Why does the task 'Deploy Job Templates: Launch Device Inventory Job Template' fail with `Monitoring of Job- device_inventory_job aborted due to timeout` happen?

Potential Cause:
This error is caused by design. There is a mismatch between the AWX version (20.0.0) and the AWX galaxy collection (19.4.0) version used by control plane. At the time of design (Omnia 1.2.1), these were the latest available versions of AWX/AWX galaxy collection. This will be fixed in later code releases.

Note: This failure does not stop the execution of other tasks. Check the AWX log to verify that the script has run successfully.

Why does provisioning RHEL 8.3 fail on some nodes with "dasbus.error.DBusError: 'NoneType' object has no attribute 'set_property'"?

This error is known to Red Hat and is being addressed here. Red Hat has offered a user intervention here. Omnia recommends that in the event of this failure, any OS other than RHEL 8.3.
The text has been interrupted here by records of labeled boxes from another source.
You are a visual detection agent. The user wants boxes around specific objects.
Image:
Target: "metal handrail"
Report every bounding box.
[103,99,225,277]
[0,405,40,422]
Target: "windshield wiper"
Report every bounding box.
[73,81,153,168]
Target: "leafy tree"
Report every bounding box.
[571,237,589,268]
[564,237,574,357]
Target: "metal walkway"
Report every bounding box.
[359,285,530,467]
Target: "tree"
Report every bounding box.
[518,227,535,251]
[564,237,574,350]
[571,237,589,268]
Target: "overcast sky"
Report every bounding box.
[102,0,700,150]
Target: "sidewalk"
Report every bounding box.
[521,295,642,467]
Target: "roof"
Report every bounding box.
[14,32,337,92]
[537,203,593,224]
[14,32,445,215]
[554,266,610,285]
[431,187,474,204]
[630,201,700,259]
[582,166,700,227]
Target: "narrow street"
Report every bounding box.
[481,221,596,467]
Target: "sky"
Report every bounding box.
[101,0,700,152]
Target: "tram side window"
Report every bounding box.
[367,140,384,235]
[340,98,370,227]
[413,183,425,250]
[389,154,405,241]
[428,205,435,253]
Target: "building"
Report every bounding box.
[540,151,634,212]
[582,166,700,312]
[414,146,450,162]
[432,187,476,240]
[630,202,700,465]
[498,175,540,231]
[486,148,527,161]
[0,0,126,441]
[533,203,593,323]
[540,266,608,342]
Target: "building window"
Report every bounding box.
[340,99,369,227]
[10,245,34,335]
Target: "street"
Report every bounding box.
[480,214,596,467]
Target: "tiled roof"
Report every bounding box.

Why do AWX job templates fail when `awx_web_support` is false in `base_vars.yml`?

As a pre-requisite to running AWX job templates, AWX should be enabled by setting awx_web_support to true in base_vars.yml.

Why are inventory details not updated in AWX?

Potential Cause: The provided device credentials may be invalid.
Resolution : Manually validate/update the relevant login information on the AWX settings screen

Why aren't all IPs that are available in `dhcp.leases` and `mgmt_provisioned_hosts.yml` updated in the Device Inventory Job/ iDRAC inventory during `control_plane.yml` execution?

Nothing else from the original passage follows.